Section of Endocrine Surgery, Department of Surgery, University of Wisconsin, Madison, Wisconsin.
J Surg Res. 2014 Jan;186(1):23-8. doi: 10.1016/j.jss.2013.09.026. Epub 2013 Oct 8.
Symptomatic (SX) hypocalcemia after thyroidectomy is a barrier to same day surgery and the cause of emergency room visits. A standard protocol of calcium and vitamin D supplementation, dependent on intact parathyroid hormone (iPTH) levels, can address this issue. How effective is it? When does it fail?
We performed a retrospective review of the prospective Thyroid database from January 2006 to December 2010. Six hundred twenty patients underwent completion thyroidectomy or total thyroidectomy and followed our postoperative protocol of calcium carbonate administration for iPTH levels ≥10 pg/mL and calcium carbonate and 0.25 μg calcitriol twice a day for iPTH <10 pg/mL. Calcium and iPTH values, pathology, and medication were compared to evaluate protocol efficacy. A P value <0.05 was considered statistically significant.

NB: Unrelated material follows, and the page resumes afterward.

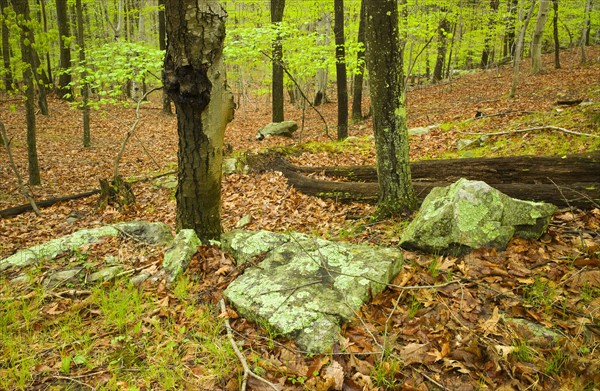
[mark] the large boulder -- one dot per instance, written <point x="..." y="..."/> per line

Using the protocol, sixty-one (10.2%) patients were chemically hypocalcemic but never developed symptoms and 24 (3.9%) patients developed breakthrough SX hypocalcemia. The SX and asymptomatic groups were similar with regard to gender, cancer diagnosis, and preoperative calcium and iPTH. The SX group was significantly younger (39.6 ± 2.8 versus 49 ± 0.6 y, P = 0.01), with lower postoperative iPTH levels. Thirty-three percent (n = 8) of SX patients had an iPTH ≤5 pg/mL versus only 6% (n = 37) of ASX patients. Although the majority of patients with a iPTH ≤5 pg/mL were asymptomatic, 62.5% (n = 5) of SX patients with iPTH levels ≤5 pg/mL required an increase in calcitriol dose to achieve both biochemical correction and symptom relief.
Prophylactic calcium and vitamin D supplementation based on postoperative iPTH levels can minimize SX hypocalcemia after thyroidectomy. An iPTH ≤5 pg/mL may warrant higher initial doses of calcitriol to prevent symptoms.
甲状腺切除术后出现症状性(SX)低钙血症是日间手术的障碍,也是急诊就诊的原因。基于完整甲状旁腺激素(iPTH)水平的钙和维生素 D 补充标准方案可以解决这个问题。它的效果如何?什么时候会失败?
我们对 2006 年 1 月至 2010 年 12 月期间前瞻性甲状腺数据库进行了回顾性研究。620 例患者接受了甲状腺全切术或全甲状腺切除术,并遵循我们的术后方案,即 iPTH 水平≥10 pg/mL 时给予碳酸钙,iPTH<10 pg/mL 时给予碳酸钙和 0.25 μg 骨化三醇,每日两次。比较钙和 iPTH 值、病理学和药物以评估方案的疗效。P 值<0.05 被认为具有统计学意义。
使用该方案,61 例(10.2%)患者存在化学性低钙血症但从未出现症状,24 例(3.9%)患者出现突破性 SX 低钙血症。SX 和无症状组在性别、癌症诊断、术前钙和 iPTH 方面相似。SX 组显著更年轻(39.6±2.8 岁 vs 49±0.6 岁,P=0.01),术后 iPTH 水平较低。33%(n=8)的 SX 患者 iPTH≤5 pg/mL,而仅有 6%(n=37)的 ASX 患者 iPTH≤5 pg/mL。尽管大多数 iPTH≤5 pg/mL 的患者无症状,但 62.5%(n=5)的 iPTH 水平≤5 pg/mL 的 SX 患者需要增加骨化三醇剂量才能实现生化纠正和症状缓解。
基于术后 iPTH 水平的预防性钙和维生素 D 补充可以最大限度地减少甲状腺切除术后 SX 低钙血症。iPTH≤5 pg/mL 可能需要更高的初始骨化三醇剂量以预防症状。